Since that time nothing very material has happened - the advance of the enemy are as far up as the Town bridge the wooden bridge by Potters - their main body between the forks of the road & the ferries. - Our light parties do them very little injury in their present position. -
To develope (sic) the objective of the enemy in this excursion seems almost impossible - perhaps they may have been brought to believe that our small army would receive but little assistance from the militia - They may possibly suppose that our magazines of provisions are so small as not to be able to subsist a large body of men together but for a short time - I hope that such exertions will be made, as may disappoint our enemies in their expectations, and that hereafter our Continental regiments may be put into such a situation as may enable Genl Washington to make sufficient opposition without the aid of the militia, whose absence from their farms must be attended with bad consequence to agriculture on which our support depends. -
Had every State in the Union compleated (sic) their Battalions, which might have easily been done - this distress would not probably have come upon us. - On the weakness of our army our enemies build their hopes - they say that those few can not long hold together, - and that they must be more than men, who will fight, without pay, clothes or food. - A few vigorous exertions on our side might destroy these expectations, & make them wish to be at peace with us - what can more speedily bring our foes to terms, than our being prepared for war? - Oh! that every one would exert his power & influence to give vigour to our operations this campaign - & peace may again be established. I wish that matters of trifling importance might be dismissed & that a spirit of unanimity might prevail.

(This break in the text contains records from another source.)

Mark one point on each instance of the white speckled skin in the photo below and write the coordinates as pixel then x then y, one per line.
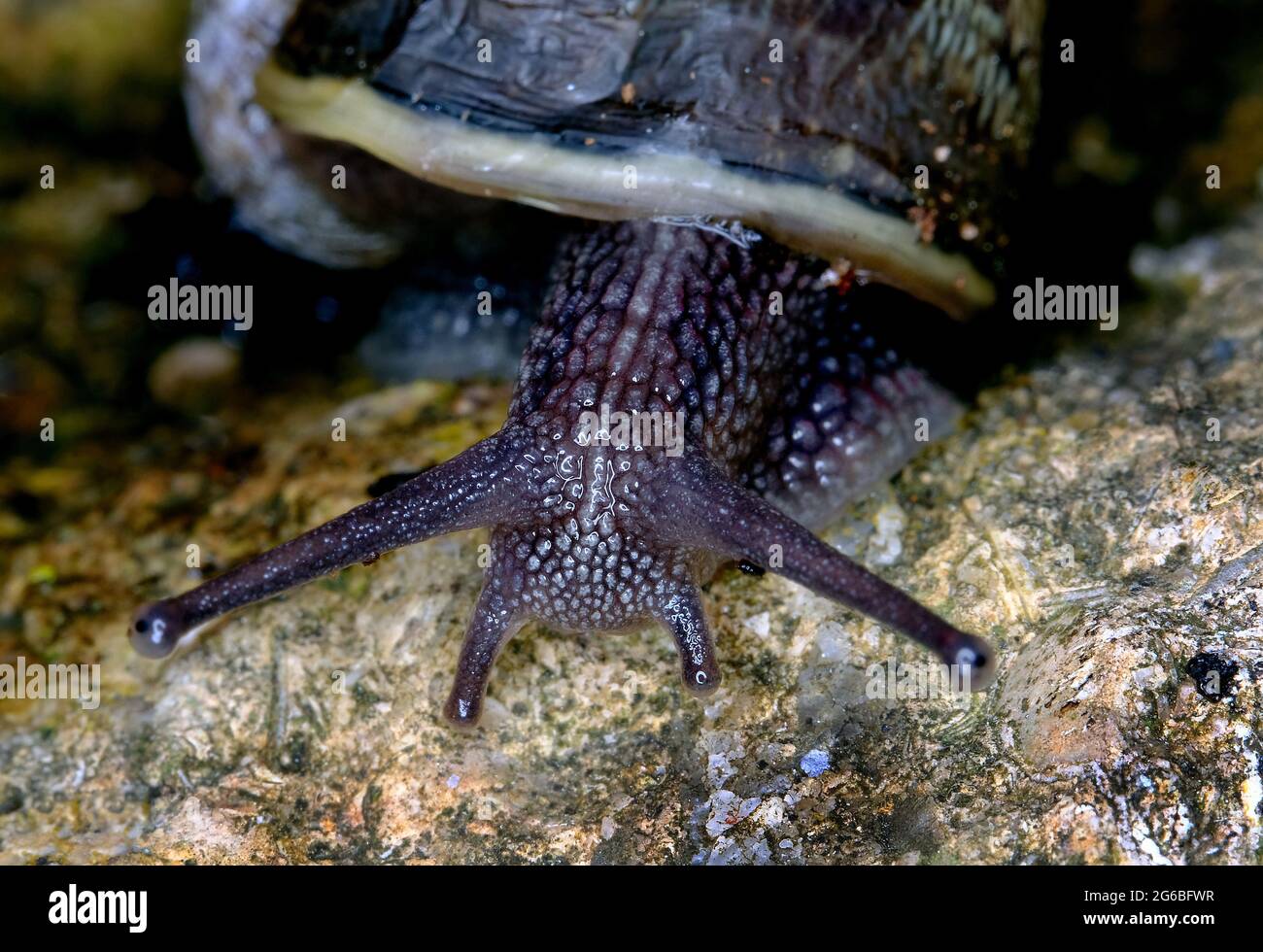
pixel 595 530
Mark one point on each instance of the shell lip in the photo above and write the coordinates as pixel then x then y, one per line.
pixel 593 185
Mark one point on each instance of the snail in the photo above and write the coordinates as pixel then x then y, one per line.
pixel 757 185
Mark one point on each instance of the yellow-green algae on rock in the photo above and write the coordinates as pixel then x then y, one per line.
pixel 1080 518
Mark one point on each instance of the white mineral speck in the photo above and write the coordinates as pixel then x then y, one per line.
pixel 815 763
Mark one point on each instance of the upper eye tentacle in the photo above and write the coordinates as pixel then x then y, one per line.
pixel 471 490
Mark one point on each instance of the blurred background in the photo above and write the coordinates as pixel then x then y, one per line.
pixel 1160 89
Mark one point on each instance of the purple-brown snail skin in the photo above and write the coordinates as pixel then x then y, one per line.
pixel 706 382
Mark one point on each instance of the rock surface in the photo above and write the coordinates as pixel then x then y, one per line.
pixel 1098 517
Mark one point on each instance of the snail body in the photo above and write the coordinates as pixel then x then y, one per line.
pixel 748 216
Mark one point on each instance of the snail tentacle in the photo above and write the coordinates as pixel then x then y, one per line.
pixel 705 508
pixel 471 490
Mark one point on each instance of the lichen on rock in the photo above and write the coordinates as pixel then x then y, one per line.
pixel 1085 517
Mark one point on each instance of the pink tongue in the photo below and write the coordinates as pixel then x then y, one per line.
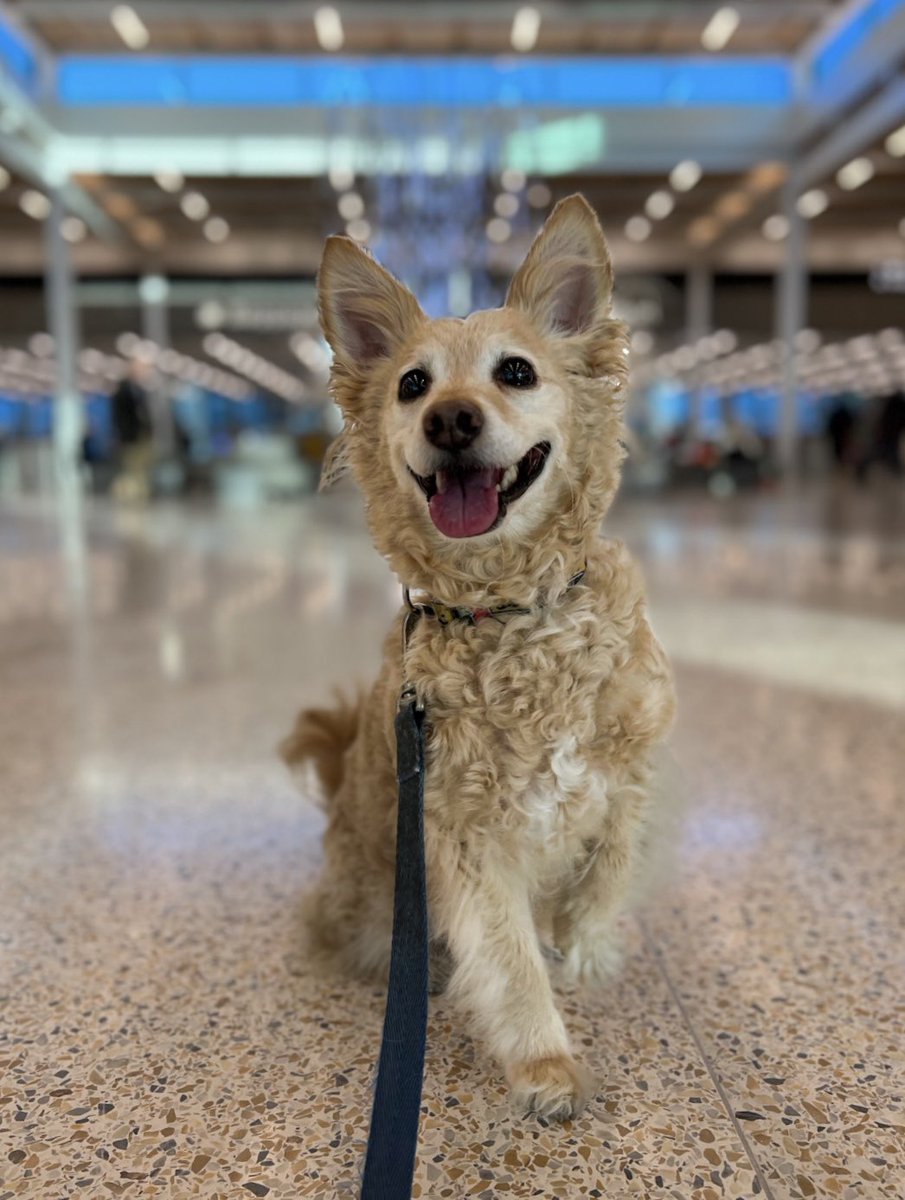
pixel 468 503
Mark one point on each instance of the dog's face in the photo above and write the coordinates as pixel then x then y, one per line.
pixel 474 431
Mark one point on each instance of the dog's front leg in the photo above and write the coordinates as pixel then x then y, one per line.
pixel 483 910
pixel 585 925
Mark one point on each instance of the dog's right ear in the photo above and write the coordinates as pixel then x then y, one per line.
pixel 365 312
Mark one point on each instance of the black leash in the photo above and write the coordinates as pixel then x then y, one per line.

Dr. Wolsely [Ogden's brother-in-law] arrived in Sussex on Sunday last, his wife and Hannah [Ogden's younger sister] came with him, they are all in health. The Doctor proposes to stay about a week from this time, perhaps longer. Colo. Ogden [Ogden's elder brother Mathias, commander of the 1st New Jersey Continentals] has been ill, but is now fast recovering.
I am Sir, with much respect, your affectionate Son, Aar. Ogden."
Aaron Ogden, who in later years delighted in demonstrating his command of the classics, surely missed an opportunity in this letter to quote young King Harry at Agincourt -
He clearly was writing not only to inform his father of the state of affairs with the war in their very backyard, but also with an eye toward it being shared with people of influence in the government, for the utter failure to build up the ranks of Washington's depleted Continental batallions was a point of deep resentment among those who served. The fact that the militia performed well on this occasion was a relief, but Ogden is absolutely correct that the British, hessian and Loyalist advance during Knyphausen's Raid toward Springfield was checked and even thrown back for a time at Connecticut Farms by the 800 man Jersey Brigade and local men who fought on their very doorsteps. Ogden, as Brigade Major, was dispatched by his commander William Maxwell to stiffen the resolve of the militia, so he was able to see their quslity firsthand while his relatives and close friends fought neearby with their regiments. More on Connecticut Farms and its aftermath in a subsequent post.